Когда я открыл глаза, вокруг был старый парк с горящими в зеленоватом сумраке фонарями. У маленького пруда в конце аллеи грохотал лягушачий оркестр, позади меня шуршал жасминовый куст, и на ветке цветущей липы рядком сидели три больших вороны. Одна из них, седая, почти белая, смотрела на меня старушечьим цепким взглядом.
Мимо лица порхнула летучая мышь, коснувшись на миг крылом, словно шёлком волос, и я встряхнулся, убрал скрипку в потёртый кофр, поднял с земли рюкзак и зашагал по аллее. Дойдя до выхода, постоял немного, ожидая, что в плечо вопьются тонкие синичьи коготки, и вышел, так и не дождавшись.

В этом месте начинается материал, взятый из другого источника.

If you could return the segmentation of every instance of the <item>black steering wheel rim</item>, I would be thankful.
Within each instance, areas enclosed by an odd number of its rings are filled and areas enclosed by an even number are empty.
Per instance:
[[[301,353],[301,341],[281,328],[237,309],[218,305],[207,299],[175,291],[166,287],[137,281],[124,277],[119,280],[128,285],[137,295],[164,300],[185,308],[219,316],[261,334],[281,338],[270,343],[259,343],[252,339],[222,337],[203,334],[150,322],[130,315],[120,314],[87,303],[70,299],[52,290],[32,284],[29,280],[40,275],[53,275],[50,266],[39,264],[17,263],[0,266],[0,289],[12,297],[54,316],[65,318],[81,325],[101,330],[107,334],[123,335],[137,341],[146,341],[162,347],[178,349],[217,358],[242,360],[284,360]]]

Она стояла возле синего мотороллера, одетая в узкие джинсы и простую белую майку, тонкая девушка с торчащими в разные стороны волосами цвета белёной соломы и неизменным рюкзачком за спиной. Я остановился, пытаясь понять, она ли это, меня ли она ждёт в сгущающихся сумерках, не буду ли я выглядеть идиотом, если вот так вот подойду к незнакомой девушке и скажу "Здравствуй, Аня!", а может она не Аня, а я - не Глеб, и мы чужие, странные, не похожие друг на друга люди.
Она машет рукой и улыбается, отвечая на мои мысли, и я вижу синичку, нарисованную на её майке.